Figure 3 shows the tracking results of different algorithms when the target undergoes heavy occlusion, illumination variation, background clutter, rotation, scale change, fast motion, and motion blur.
Fig. 3
Fig. 3

Tracking results of different algorithms. a FaceOcc2. b Woman. c Shaking. d Singer1. e Deer f Board. g Trellis. h Walking2. i Girl. j Jumping. k Human8. l Car4

3.1.1 Occlusion and illumination variation

In order to demonstrate the anti-occlusion and anti-illumination-variation performances of the proposed algorithm, some challenging video sequences are used in this experiment. Especially in (a) FaceOcc2 and (b) Woman sequences, the targets are heavily occluded or long-time partial occluded. However, the proposed algorithm can extract the targets accurately. The reason is that the local detection strategy for occlusion and illumination changes as well as the adaptive template update scheme are employed, which can easily describe and detect the variations of the local details of the targets and help to decrease the influence of the disturbances including occlusion, illumination change, rotation, etc. Moreover, the Gaussian kernel density of the patches is considered in the CKPF, which considers the global information of the local patches, improving the tracking performance. Taking the 181th, 273th, and 659th frames in FaceOcc2 sequences as examples, the target is occluded heavily by the book and the hat; the proposed algorithm has the highest tracking accuracy. In the 127th, 172th, and 495th frames in the Woman sequences, the target is partial occluded by the car and disturbed by the background clutters; some of the benchmark algorithms cannot estimate the target accurately with heavily position drift, while the proposed algorithm can successfully track the target throughout the entire sequences.
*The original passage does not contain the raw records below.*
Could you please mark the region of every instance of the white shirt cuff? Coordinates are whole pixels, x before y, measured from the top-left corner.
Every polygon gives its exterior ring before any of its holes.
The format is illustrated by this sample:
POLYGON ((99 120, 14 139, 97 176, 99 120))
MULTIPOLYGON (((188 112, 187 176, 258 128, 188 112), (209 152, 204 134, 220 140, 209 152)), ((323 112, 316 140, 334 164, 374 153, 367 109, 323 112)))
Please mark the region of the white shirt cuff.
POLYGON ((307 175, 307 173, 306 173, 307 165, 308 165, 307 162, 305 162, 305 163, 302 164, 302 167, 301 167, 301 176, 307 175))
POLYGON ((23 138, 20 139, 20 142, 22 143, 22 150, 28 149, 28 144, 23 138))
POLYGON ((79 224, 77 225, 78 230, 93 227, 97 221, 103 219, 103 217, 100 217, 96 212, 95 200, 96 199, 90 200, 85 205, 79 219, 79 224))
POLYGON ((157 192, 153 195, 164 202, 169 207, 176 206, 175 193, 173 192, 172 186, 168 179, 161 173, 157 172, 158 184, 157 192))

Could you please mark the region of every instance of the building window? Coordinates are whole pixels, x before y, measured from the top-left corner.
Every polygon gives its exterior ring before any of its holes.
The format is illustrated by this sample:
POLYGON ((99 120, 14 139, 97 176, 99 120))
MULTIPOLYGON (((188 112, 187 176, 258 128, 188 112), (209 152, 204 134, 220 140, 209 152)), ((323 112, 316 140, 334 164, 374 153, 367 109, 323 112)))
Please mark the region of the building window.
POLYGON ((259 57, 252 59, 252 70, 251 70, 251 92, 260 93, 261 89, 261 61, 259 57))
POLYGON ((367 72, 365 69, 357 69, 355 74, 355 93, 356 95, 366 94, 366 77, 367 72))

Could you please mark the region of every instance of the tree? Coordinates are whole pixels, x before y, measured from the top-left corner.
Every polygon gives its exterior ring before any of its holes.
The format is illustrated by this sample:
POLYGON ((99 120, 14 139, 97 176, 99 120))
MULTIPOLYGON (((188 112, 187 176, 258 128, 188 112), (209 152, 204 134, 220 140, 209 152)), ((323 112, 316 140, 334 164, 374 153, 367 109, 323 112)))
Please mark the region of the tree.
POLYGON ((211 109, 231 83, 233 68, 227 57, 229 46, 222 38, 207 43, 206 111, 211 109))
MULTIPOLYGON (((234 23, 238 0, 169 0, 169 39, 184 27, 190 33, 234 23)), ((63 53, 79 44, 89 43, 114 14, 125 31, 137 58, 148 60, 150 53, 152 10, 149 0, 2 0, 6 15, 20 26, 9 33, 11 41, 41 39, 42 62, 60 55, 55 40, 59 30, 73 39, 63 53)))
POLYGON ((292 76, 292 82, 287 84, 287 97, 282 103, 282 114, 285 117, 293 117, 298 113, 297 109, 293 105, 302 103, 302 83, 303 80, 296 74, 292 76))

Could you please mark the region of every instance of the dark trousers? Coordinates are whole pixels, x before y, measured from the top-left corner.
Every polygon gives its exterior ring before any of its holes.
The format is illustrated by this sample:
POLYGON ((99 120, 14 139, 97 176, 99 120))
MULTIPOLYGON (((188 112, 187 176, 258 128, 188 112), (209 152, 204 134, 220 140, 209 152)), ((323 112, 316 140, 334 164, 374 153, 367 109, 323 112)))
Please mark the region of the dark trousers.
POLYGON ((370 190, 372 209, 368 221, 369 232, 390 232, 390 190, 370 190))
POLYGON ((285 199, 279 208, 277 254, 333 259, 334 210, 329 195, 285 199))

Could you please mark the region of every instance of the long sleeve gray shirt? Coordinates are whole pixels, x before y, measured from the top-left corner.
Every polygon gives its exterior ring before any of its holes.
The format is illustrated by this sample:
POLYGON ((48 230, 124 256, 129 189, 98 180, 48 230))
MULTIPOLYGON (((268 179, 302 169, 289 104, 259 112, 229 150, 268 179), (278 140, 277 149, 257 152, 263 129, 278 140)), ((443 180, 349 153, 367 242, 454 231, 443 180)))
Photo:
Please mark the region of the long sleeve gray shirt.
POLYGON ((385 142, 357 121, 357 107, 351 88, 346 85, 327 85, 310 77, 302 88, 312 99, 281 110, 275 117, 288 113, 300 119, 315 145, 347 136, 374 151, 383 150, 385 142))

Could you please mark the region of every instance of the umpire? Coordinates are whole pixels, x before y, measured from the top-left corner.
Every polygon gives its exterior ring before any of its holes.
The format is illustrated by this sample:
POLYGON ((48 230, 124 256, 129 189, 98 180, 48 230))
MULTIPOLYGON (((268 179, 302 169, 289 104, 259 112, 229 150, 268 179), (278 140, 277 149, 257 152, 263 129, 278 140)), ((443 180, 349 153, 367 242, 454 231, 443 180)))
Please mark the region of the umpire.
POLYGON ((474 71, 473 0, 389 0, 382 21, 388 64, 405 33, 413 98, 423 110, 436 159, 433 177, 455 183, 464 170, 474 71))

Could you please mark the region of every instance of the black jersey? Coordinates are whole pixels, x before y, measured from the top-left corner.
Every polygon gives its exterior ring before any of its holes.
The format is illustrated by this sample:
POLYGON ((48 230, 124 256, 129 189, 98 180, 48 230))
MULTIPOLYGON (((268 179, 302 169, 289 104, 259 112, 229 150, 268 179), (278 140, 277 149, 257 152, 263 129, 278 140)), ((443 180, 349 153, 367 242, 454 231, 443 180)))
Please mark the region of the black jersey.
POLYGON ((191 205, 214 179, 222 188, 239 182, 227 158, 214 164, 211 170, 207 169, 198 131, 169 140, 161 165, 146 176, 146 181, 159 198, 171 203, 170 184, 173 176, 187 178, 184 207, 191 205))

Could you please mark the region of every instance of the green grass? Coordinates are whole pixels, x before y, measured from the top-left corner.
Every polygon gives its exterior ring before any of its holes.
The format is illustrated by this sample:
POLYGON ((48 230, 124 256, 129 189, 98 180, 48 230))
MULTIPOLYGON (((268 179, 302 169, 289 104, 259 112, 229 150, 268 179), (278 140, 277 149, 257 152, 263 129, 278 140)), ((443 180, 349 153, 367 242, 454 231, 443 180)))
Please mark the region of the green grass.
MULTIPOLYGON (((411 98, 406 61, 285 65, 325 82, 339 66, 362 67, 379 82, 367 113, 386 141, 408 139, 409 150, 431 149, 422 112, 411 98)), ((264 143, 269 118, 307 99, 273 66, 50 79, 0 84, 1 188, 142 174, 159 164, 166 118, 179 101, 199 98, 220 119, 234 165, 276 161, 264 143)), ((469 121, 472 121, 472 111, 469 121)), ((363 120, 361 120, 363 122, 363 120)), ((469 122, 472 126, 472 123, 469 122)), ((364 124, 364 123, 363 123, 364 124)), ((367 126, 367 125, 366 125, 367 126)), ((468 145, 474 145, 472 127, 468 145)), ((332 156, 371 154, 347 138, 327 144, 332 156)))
In (c) Shaking and (d) Singer1 sequences, there exists large illumination variation, and partial scale change, the benchmark algorithms FRAG, IVT, MTT, and CT cannot extract the target correctly following with heavily drift. LSK and MIL have good estimated results, but the proposed algorithm and the VTD approach have better tracking results. For the VTD algorithm, the observation model is decomposed into multiple basic observation models that can cover different specific target appearances, which can adapt to the illumination changes; however, it is hard to deal with the scale variation problem of the target while the proposed algorithm can do it adaptively. Therefore, in the Singer1 sequences, its tracking results are worse than those of the proposed algorithm due to the scale variation of the targets.

3.1.2 Background clutter

In the video sequences of (f) Board, (e) Deer, and (c) Shaking, the targets are disturbed by some background clutters, especially in Board sequences; the background is complex and there exists partial target rotation and fast motion. L1APG, MTT, and IVT cannot extract the target correctly due to the use of the fixed global model, while the proposed algorithm employs the local patch features to describe the details of the target, and the LC-KSVD method is introduced to learn dictionaries and train the classification parameters simultaneously, which can decrease the influence of the background disturbance. In the 42th frame of the Deer sequence, there is another deer in the background. Most of the algorithms have the results with largely drift due to the clutter disturbance. However, the proposed algorithm obtains an accurate result; the reason is that the set of background models is considered simultaneously and effectively updated in the tracking process.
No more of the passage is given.